Disney as a brand has far exceeded what is considered possible. However, Jonathan Durden can’t help feeling that somehow he had no choice in whether or not to become one of its customers. Jonathan Durden is managing partner of New PHD.

I have just returned from a family holiday in one of the world’s most popular tourist attractions, Disneyworld Florida, and had a wonderful time.

However, I cannot escape the feeling that I had no choice in the matter. It is as if at the birth of our first child, we willingly signed a contract in blood with Walt himself. This committed us to a yearly merchandising deal of 1,000 for branded clothes, toys and videos – with a minimum twice yearly cinema visit to his latest movies thrown in.

On the tenth birthday of the first born, thou shalt visit the theme park and shoot the camcorder evidence. Perhaps that’s what they meant by the song Circle of Life in the Lion King – an unlimited supply of repeat purchase opportunities.

As parents, we seek to relive the nostalgia of our own childhood, and to do this we are recruited as willing participants in perpetuating the Disney brand to our own kids.
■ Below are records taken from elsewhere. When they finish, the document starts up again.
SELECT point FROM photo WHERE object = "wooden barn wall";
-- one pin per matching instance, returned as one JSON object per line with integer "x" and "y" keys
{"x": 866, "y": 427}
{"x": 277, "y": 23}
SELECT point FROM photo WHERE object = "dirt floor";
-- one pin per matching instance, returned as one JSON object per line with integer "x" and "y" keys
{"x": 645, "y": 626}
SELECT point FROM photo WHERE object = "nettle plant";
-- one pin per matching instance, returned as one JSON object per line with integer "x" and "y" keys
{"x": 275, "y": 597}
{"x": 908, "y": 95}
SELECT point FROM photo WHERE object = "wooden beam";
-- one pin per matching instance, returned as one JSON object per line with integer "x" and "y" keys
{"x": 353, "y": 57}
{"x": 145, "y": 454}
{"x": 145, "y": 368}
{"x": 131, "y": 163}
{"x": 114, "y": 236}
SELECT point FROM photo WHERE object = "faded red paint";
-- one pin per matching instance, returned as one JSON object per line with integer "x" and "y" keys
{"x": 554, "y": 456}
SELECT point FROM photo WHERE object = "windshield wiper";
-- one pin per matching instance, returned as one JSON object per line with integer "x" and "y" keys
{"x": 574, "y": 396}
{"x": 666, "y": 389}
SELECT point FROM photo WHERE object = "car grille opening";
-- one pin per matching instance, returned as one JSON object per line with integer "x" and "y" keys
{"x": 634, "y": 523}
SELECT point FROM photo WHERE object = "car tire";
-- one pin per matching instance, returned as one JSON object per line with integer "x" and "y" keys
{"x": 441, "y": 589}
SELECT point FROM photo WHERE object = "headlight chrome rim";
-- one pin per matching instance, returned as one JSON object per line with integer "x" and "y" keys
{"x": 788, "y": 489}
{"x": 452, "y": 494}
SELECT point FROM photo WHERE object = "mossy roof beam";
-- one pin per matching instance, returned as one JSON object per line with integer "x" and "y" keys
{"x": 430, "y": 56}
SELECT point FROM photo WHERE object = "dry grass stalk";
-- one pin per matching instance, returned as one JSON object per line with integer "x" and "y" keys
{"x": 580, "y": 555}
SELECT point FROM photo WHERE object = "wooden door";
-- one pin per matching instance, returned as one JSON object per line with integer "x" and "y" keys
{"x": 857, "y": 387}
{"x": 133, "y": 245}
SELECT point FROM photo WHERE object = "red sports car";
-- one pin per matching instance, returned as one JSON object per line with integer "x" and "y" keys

Disney has perfected the art of maximising the commercial potential of its talent base, by owning all aspects of its portfolio and by building a vast and sophisticated web of services around them. From the creation and packaging to the distribution of its entertainment products through cinema, TV, video, new media, radio or publishing.

The corporation is now combined with Capital Cities ABC, and is an awesome world-class player in its chosen field.

According to its 1995 financial report, revenues exceeded $12bn (8bn), half from film, a third through theme parks and the remainder from consumer products.

Yet despite its scale, the business is well co-ordinated. In my experience, most media groups act as separate divisions, quite independently or even competitively with each other. Disney exploits cross-promotional opportunities in an apparently seamless manner. For example, mini movies demonstrating the theme park experience directly after home video main features; and one of its ABC TV stars – Ellen – is used to front a ride in the Epcot Centre.

This is an efficient and intelligent strategy and is a sign of a clearly focused culture on a mission to excel. I read a quote in Vanity Fair recently which said that the world has only three institutions: government, religion and Disney.

With an estimated market capitalisation of approximately $50bn, it has certainly come a long long way from a 1928 crackly black and white cartoon of a crudely drawn mouse on a steam boat.

Disney has changed our behaviour as a society, to a point where parents fear being branded as failures if they do not deliver the Disney experience to their offspring by a certain sell-by date – it is the equivalent of paying for your daughter’s wedding.

It is not a monopoly or without strong competition, but our access to it as an advertising medium is more restricted than for other media owners, as it guards its brands jealously and always dominates any joint promotional activity.

As a media professional I am becoming increasingly aware that everything we call a breakthrough or innovation has usually already been achieved by Disney.

As a brand, it has far exceeded what is generally considered possible and I surrender as a mindless sheep to my years of conditioning, and to the constant requests from my children.